Thursday, June 17, 2010

Shopping - your most political act

Usually when we think of political acts, we think of voting and elections and political parties and maybe even political protests. Well, I'd like you to think about this premise: that shopping is the most political act you will ever undertake.

What?? (or, as the Thai love to shriek, "array wah??!!")

Politics is nothing more than the system we make for managing and governing groups of people, whether that be at the local community level or on a national level. And right at the heart of the growth of a community and the health of a national economy is the age-old issue of the flow of money and resources.

The choice I make of where and how I shop profoundly affects people, whether I am conscious of this fact or not.

Let me share a living example from Chiang Mai, Thailand. In my local village, there is a Thai mini-mart that sells everything you could ever want, next door to a newly established Tesco-mini mart. The Tesco is brighter and bigger and has better aircon, but is actually more expensive and has less products to choose from; it is also part of a multi-national retail group which ultimately siphons the profits back to the UK. So if I spend my 1,000 baht at Tesco, after costs and taxes etc are paid, the profit goes to the UK, which enriches the UK economy in the longer term. If, however, I choose to spend that same 1,000 baht at the Thai mini-mart next door, the same profit will be spent here in Thailand by the lovely Thai people who own that business. And then they, in turn, have the choice to enrich another Thai business, which grows the developing Thai economy.

When you buy fair trade products, you are literally buying into an ethos about all people having the right to a fair livelihood and fair employment conditions. You are literally putting money into the hands of a responsible employer so that they can go out and make another fair job for another person, which removes the financial burden from the state in the longer term.

When you buy direct from the manufacturer or grower, you are likewise making the growth of employment far more likely. With every middle man and distributor and level of administration involved in a financial transaction, you are reducing the amount that is returned to that person at the end of the line, the manufacturer, who is making something valuable and paying people to help them.

When you buy natural products that use ingredients directly grown on small farms and landholdings, you are supporting rural people who often struggle to get by. Conversely, when you buy a chemically enhanced non-natural product, you are using your money to support multi-national business, questionable industrial practices and, in the long term, depleting the health budget as the longer term results of chemical use manifest in our bodies.

Who would have thought that the simple, mindless act of a little retail therapy could have such a far reaching effect?

Next time you reach for your wallet to go shopping, think about what you're doing.

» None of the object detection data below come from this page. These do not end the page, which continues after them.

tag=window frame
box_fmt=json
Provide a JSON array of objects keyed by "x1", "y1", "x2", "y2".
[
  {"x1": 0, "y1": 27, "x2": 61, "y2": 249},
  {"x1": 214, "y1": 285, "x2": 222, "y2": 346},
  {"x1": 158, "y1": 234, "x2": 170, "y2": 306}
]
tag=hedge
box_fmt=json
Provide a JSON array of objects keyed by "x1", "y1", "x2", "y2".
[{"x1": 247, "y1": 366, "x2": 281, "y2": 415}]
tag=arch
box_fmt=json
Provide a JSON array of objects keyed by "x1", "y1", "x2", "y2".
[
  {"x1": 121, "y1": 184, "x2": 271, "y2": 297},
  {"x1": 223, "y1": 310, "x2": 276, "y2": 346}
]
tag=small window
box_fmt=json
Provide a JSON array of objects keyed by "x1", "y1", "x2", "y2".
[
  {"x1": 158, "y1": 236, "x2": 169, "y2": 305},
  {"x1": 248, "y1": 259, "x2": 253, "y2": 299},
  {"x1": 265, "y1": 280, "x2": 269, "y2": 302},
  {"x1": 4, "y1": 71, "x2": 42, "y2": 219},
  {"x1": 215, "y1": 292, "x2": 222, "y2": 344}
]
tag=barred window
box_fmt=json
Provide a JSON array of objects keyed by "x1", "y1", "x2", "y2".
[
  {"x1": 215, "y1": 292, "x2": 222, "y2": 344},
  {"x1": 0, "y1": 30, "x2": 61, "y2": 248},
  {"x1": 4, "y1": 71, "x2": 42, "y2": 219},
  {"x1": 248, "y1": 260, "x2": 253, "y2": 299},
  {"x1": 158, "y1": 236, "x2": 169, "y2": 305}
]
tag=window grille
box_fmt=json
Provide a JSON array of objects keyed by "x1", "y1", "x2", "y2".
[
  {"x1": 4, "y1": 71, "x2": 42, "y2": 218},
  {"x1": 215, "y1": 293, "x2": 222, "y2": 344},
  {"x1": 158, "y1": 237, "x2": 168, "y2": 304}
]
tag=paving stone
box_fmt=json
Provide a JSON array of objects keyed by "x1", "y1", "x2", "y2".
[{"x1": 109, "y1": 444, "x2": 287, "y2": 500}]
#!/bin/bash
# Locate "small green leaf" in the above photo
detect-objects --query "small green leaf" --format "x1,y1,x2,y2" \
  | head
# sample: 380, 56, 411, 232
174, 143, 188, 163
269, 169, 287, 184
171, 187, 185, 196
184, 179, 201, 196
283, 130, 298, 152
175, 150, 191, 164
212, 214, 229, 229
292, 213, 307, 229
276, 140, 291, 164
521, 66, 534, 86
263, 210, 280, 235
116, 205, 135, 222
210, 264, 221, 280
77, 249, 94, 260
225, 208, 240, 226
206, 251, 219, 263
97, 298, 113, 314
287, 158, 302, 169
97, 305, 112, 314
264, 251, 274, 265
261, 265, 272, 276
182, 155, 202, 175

Choose to shop wisely for products that will enhance the world we live in, not deplete and damage it further. Choose products that will put money back into the hands of responsible employers, not the greedy owners of a sweatshop somewhere. Choose products that will give long-term sustainability to our communities, countries and the world we live in.

So live, shop.... enjoy exercising your political rights! :)


  1. Marike thank you for this article. It is so true.
    In the over industrialised world where I am living in (the netherlands) we are very far away from this ideas. You really have to go find shops and products that are natural and not artificially enhanced.